Alexander Sweetman, BPsyc (Hons), is pursuing his PhD at Flinders University of South Australia. His studies focus on understanding different treatment approaches for patients with comorbid insomnia and sleep apnea. He found the COMISA symposium at the European Sleep Research Society meeting to be an excellent opportunity to hear firsthand some of the research that has been conducted in this field in America and Europe.
1. Krakow B, Melendrez D, Ferreira E, et al. Prevalence of insomnia symptoms in patients with sleep-disordered breathing. Chest. 2001;120(6):1923-9.
2. Sweetman A, Lack LC, Catcheside PG, et al. Developing a successful treatment for co-morbid insomnia and sleep apnoea. Sleep Med Rev. 2016 May 6; doi: 10.1016/j.smrv.2016.04.004. [E pub ahead of print]
3. Guilleminault C, Eldridge FL, Dement WC. Insomnia with sleep apnea: a new syndrome. Science. 1973;181(4102):856-8.
4. Krakow B, Romero E, Ulibarri V. Prospective assessment of nocturnal awakenings in a case series of treatment-seeking chronic insomnia patients: a pilot study of subjective and objective causes. Sleep. 2012;35(12):1685-92.
5. Björnsdóttir E, Janson C, Sigurdsson JF, et al. Symptoms of insomnia among OSA patients before and after 2 years of PAP treatment. Sleep. 2013;36(12):1901-9.
6. Lack LC, Hunter M, Gradisar M, Harris JK. Is the treatment of insomnia impaired when OSA is also present? Sleep (Abstract suppl). 2011;34:A174.

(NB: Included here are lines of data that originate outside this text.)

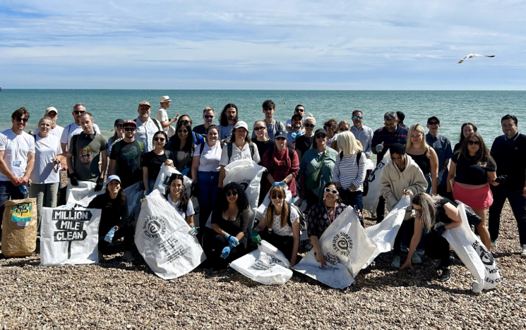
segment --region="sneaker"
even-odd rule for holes
[[[411,263],[412,264],[422,264],[422,259],[420,259],[420,256],[418,255],[418,253],[413,253],[413,255],[411,256]]]
[[[447,282],[450,279],[451,279],[451,269],[449,268],[443,268],[442,275],[441,275],[438,278],[438,281],[441,281],[442,282]]]
[[[395,255],[394,258],[393,258],[393,262],[391,262],[391,267],[395,268],[400,268],[400,255]]]
[[[122,256],[122,259],[124,260],[126,262],[131,262],[135,261],[135,258],[131,255],[131,251],[126,251],[124,252],[124,255]]]

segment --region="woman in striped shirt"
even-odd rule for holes
[[[336,157],[333,179],[343,202],[349,206],[356,205],[361,211],[364,205],[361,192],[366,173],[365,154],[351,132],[342,132],[338,135],[336,140],[337,148],[342,151]]]

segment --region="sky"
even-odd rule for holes
[[[0,86],[524,90],[525,13],[517,0],[0,0]],[[496,57],[456,63],[470,53]]]

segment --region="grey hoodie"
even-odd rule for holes
[[[390,211],[404,196],[404,190],[410,191],[410,197],[413,200],[415,195],[425,192],[427,188],[427,181],[420,168],[413,161],[410,156],[405,154],[406,166],[404,171],[400,172],[394,161],[389,161],[382,171],[380,183],[382,188],[380,193],[385,199],[387,210]],[[408,220],[414,216],[412,207],[408,207],[404,220]]]

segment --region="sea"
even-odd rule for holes
[[[152,105],[151,116],[159,109],[159,97],[169,96],[172,106],[168,114],[187,114],[193,125],[203,123],[203,110],[212,106],[216,111],[215,123],[225,104],[235,104],[239,118],[252,128],[258,119],[264,118],[261,105],[272,99],[276,104],[275,118],[285,122],[294,114],[297,104],[305,106],[316,119],[316,127],[334,118],[351,122],[353,110],[364,114],[364,125],[376,130],[383,126],[383,114],[400,111],[409,127],[425,124],[431,116],[441,121],[439,133],[449,138],[454,145],[463,123],[478,127],[490,147],[502,135],[501,118],[510,114],[518,118],[519,131],[526,122],[526,91],[405,91],[405,90],[10,90],[0,92],[0,130],[11,127],[11,114],[25,106],[30,113],[26,131],[35,129],[48,106],[59,111],[58,125],[73,121],[71,111],[76,103],[83,104],[102,130],[109,138],[115,119],[136,119],[141,101]],[[351,122],[352,123],[352,122]]]

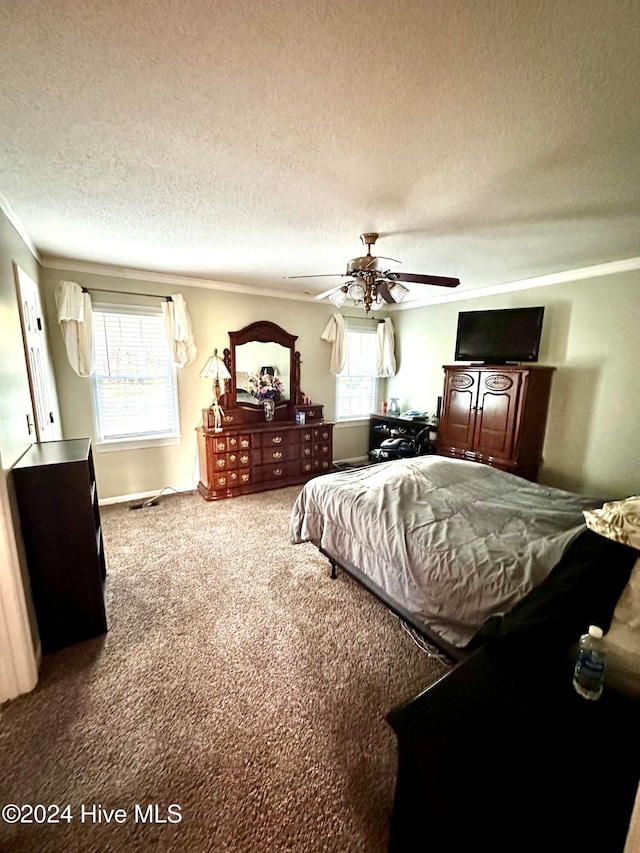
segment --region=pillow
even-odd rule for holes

Just was diagnosed with severe sleep apnea. I have been complaining to my provider for almost a decade, about insomnia. I’m still shocked about the sleep apnea since I’m not obese and am pretty healthy otherwise. Although,I’m learning it is not always the morbidly obese that have it. I’m just pissed off my provider never thought to do a sleep study. My SA was actually diagnosed by an ENT doctor. The last 10 years of my life has been miserable. I thought the insomnia was from my time in Iraq. Makes me wonder how long I’ve been dying a slow death every night. Sheesh…..
Susan you could try Buteyko Breathing. I had severe OSA and could not tolerate CPAP. After 2 months my OSA was under control. It has been 7 years now and my sleep and general health are excellent.

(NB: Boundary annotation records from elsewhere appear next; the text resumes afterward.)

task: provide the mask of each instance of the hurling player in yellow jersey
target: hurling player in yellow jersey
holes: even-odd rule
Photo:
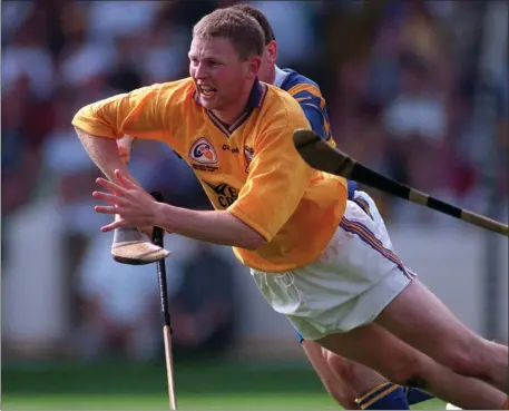
[[[503,407],[507,346],[466,329],[346,199],[346,182],[300,158],[292,134],[309,121],[292,96],[258,82],[263,52],[256,20],[216,10],[194,27],[190,78],[78,111],[72,124],[109,179],[98,179],[109,193],[94,197],[109,205],[96,211],[120,216],[101,229],[159,226],[231,245],[304,339],[459,407]],[[124,135],[172,146],[216,209],[155,202],[121,162]]]

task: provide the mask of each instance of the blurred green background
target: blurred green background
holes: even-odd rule
[[[175,361],[178,410],[337,410],[305,362]],[[2,410],[165,410],[160,362],[48,362],[2,369]],[[427,401],[413,409],[444,409]]]

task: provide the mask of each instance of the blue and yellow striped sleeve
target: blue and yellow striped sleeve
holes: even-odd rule
[[[300,82],[288,86],[286,91],[298,101],[313,131],[335,146],[325,99],[322,97],[320,88],[314,84],[303,82],[302,79]]]

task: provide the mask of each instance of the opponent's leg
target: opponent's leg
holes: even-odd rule
[[[304,340],[301,341],[301,345],[329,394],[345,410],[360,410],[355,402],[355,392],[329,366],[322,346]]]
[[[311,341],[307,343],[317,344]],[[354,402],[359,408],[362,410],[410,410],[407,394],[401,385],[389,382],[365,365],[341,358],[324,348],[321,350],[329,369],[355,394]]]
[[[345,409],[409,410],[433,395],[395,385],[378,372],[339,356],[314,341],[298,341],[329,394]]]
[[[508,348],[469,330],[418,280],[375,322],[454,372],[509,393]]]
[[[393,383],[413,385],[463,409],[500,410],[507,395],[437,363],[376,324],[317,341],[330,351],[380,372]],[[383,355],[379,353],[383,352]]]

I’ve had sleep apnea for two years is there benefits for it as I’ve worked outdoors all my life and now I can’t work at heights any more ?
My situation is similar to yours Susan, except I was never in Iraq. I’m a small person with small jaw and small airway, most likely made worse by orthodontic work (teeth pulled) as a teenager. It probably made my jaw and airway even smaller.
I saw doctors and went through dozens of tests at different times over the past 4 yrs. None of these various types of doctors had a clue, if anything they said to take sleeping pills, valerian, supplements. Spent way too much time and money for nothing. Finally an NP figured out I might have a sleep breathing disorder. After it was confirmed, I tried CP most nights for about 8 mos. Helped some but not enough, gave me alittle more sleep with less waking, but then the sinus trouble started from my nasal pillow mask. Dried up sinus gave me miserable cold like symptoms. Recently I started with an oral appliance, which I think has helped some nights. Need adjustment and then I hope it will work better. I bet most people who suffer chronic insomnia have a sleep breathing disorder of some kind. It’s hard to treat, trial and error.
I will look into the Buteyko breathing.